- This paragraph, the question read wrong.
- Thoughts.
- This is a maximum two-part matching because the even-oddness of the pair is different, and a pair is a matching of a bipartite graph.
- But I’m not sure if it’s safe to have 10^5 vertices.
- If you have multiple cards with the same number, you can simply increase the capacity.
- Official Explanation
- There is a linear order solution.
- I still don’t get the maximum two-part matching.
- Dinic was no good because O(V^2E)
- Thoughts.
- I realized I read the problem wrong.
- Since the absolute value of the difference is “less than or equal to 1”, it is a pair even when the difference is 0.
- It’s fundamentally wrong to use an even-odd, two-part graph.
- Based on this, I’m thinking from the small side.
- Up to three clumps have the same result no matter how they are taken.
- When four, there is a pattern of loss when taken vertically (left).
- So should we always prioritize taking it sideways?

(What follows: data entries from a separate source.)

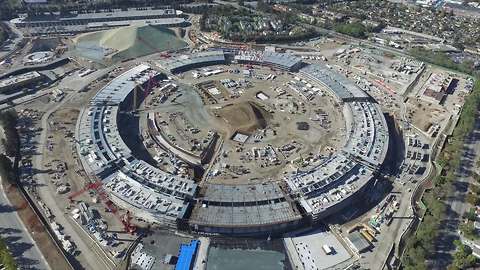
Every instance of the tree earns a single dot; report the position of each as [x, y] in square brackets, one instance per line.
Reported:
[463, 257]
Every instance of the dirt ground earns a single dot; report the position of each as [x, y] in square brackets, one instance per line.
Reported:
[424, 115]
[48, 248]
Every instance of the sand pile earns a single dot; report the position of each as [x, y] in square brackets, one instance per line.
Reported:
[127, 42]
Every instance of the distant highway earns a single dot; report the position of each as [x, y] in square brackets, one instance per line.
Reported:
[23, 247]
[456, 205]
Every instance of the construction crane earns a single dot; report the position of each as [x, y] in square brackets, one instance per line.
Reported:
[97, 186]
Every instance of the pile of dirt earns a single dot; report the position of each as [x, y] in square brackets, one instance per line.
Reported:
[245, 117]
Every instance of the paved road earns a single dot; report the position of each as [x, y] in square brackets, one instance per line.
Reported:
[455, 203]
[94, 259]
[26, 253]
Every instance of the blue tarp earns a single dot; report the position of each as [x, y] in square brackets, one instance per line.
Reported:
[186, 255]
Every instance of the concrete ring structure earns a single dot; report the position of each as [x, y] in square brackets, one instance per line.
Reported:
[38, 57]
[298, 198]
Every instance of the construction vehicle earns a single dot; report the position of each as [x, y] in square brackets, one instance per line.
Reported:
[97, 187]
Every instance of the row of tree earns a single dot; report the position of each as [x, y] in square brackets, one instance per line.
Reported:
[420, 246]
[442, 59]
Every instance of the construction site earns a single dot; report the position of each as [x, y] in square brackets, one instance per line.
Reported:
[129, 144]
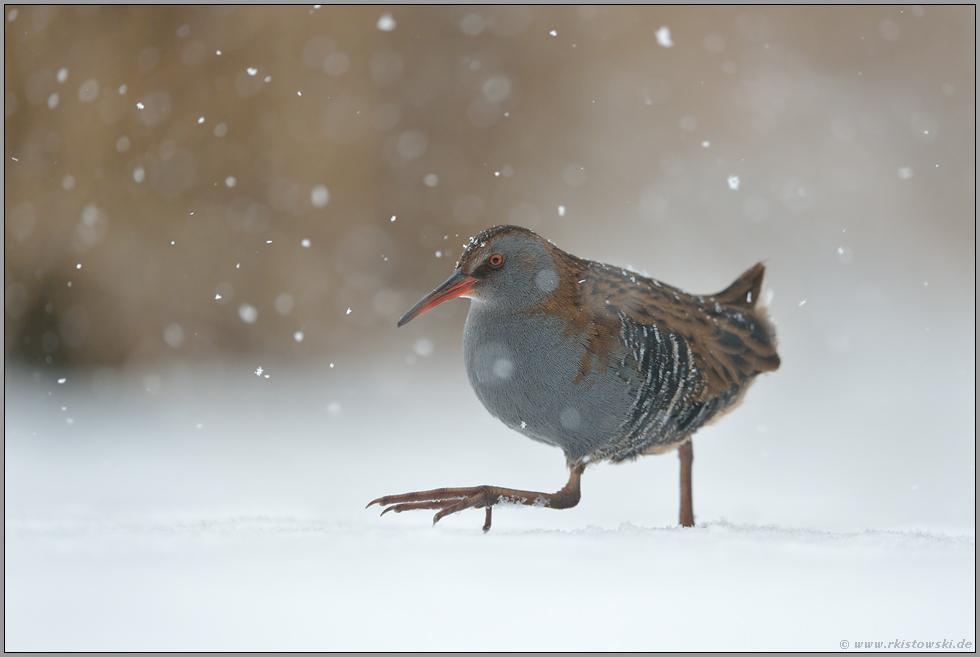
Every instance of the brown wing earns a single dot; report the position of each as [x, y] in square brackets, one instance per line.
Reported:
[730, 338]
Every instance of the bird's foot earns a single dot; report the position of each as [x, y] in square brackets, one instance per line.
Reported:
[454, 500]
[447, 500]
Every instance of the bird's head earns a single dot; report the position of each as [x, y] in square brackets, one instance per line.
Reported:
[507, 266]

There’s a counterexample to that too, at 6 (right).
- Bad behavior common to both patterns: “There are cards that are isolated to one once the left-most pair is taken.”
- So is it OK if you “pack and take from the edges so that nothing is isolated”?
- I should be able to prove that this is OK, but if I’m in a contest, I’ll implement it and try it out in a test case.
- Official Explanation: When the number of sheets is divided into non-zero intervals, it can be shown that there is no better way to get the maximum value than the above method, with at most one sheet left over.
- fill in the blanks (at the end of a task)
- Since the absolute value of the difference is “less than or equal to 1”, it is a pair even when the difference is 0.